The rufous nightjar has a highly discontinuous distribution. The subspecies are found thus:

- A. r. minimus, southern Costa Rica, Panama, and east along the Caribbean coasts of Colombia and Venezuela to Trinidad
- A. r. rufus, discontinuously in eastern Venezuela, Guyana and Suriname, and central Brazil
- A. r. otiosus, St. Lucia (Lesser Antilles)
- A. r. rutilus, southeastern Bolivia and central Brazil south to Paraguay and northeastern Argentina
- A. r. saltarius, southern Bolivia and northwestern Argentina

The South American Classification Committee of the American Ornithological Society (AOS) also places the species in Ecuador and Peru but does not note which subspecies are there.

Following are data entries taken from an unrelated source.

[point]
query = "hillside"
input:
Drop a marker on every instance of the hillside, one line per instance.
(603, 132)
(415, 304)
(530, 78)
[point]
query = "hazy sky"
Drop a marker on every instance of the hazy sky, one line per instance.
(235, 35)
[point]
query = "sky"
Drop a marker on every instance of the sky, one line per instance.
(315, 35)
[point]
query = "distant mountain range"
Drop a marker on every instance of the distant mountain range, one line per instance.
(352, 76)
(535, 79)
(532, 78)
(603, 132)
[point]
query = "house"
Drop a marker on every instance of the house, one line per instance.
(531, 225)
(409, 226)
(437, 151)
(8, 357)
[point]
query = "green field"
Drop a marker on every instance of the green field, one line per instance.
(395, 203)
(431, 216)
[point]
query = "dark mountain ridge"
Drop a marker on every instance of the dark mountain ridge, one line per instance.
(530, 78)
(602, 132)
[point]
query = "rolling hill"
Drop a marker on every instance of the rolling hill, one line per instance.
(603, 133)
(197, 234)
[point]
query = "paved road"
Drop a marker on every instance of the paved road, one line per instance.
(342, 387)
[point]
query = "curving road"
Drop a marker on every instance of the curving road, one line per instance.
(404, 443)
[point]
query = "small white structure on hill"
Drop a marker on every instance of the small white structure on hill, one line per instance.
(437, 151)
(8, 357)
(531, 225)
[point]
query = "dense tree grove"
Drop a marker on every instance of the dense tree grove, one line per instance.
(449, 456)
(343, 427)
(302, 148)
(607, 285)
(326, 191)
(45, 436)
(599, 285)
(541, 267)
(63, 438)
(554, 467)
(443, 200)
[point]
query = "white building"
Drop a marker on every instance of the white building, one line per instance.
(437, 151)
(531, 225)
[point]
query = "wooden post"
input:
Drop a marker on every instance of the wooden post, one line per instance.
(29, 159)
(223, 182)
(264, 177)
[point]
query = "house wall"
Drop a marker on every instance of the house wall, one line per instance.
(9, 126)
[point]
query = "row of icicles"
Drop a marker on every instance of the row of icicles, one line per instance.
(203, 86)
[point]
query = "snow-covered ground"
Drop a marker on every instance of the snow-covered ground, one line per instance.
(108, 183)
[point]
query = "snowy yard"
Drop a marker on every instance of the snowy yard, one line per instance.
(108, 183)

The St. Lucia endemic subspecies of rufous nightjar (A. r. otiosus) inhabits dry scrub. The other subspecies inhabit a wide variety of landscapes from scrublands to primary and secondary forest. The landscapes vary in humidity from the dry Gran Chaco to the humid Amazon basin.

==Behavior==
The rufous nightjar is most active at dawn and dusk. It roosts during the day, either on a low perch or on the ground under thick vegetation.

===Feeding===

The rufous nightjar forages by sallies from a low perch such as a branch or fencepost. Its diet is insects though details are lacking.

===Breeding===

The rufous nightjar lays its clutch of one or two eggs on bare ground without a conventional nest. It is usually hidden in low vegetation. The female incubates during the day.

===Vocalization===

The rufous nightjar's song has been interpreted by several authors; two examples are "a loud, staccato chup, whi-whi-RIoh or chuck whip-his-WIDdow, repeated fairly rapidly" and "an energetic, rhythmic chuck, wick-wick-WEEoo." The song is usually given from a perch at any level up to 20 m above the ground.

==Status==

The IUCN has assessed the rufous nightjar as being of Least Concern. It has a vary large range and population, though the latter is believed to be decreasing. No immeditate threats have been identified.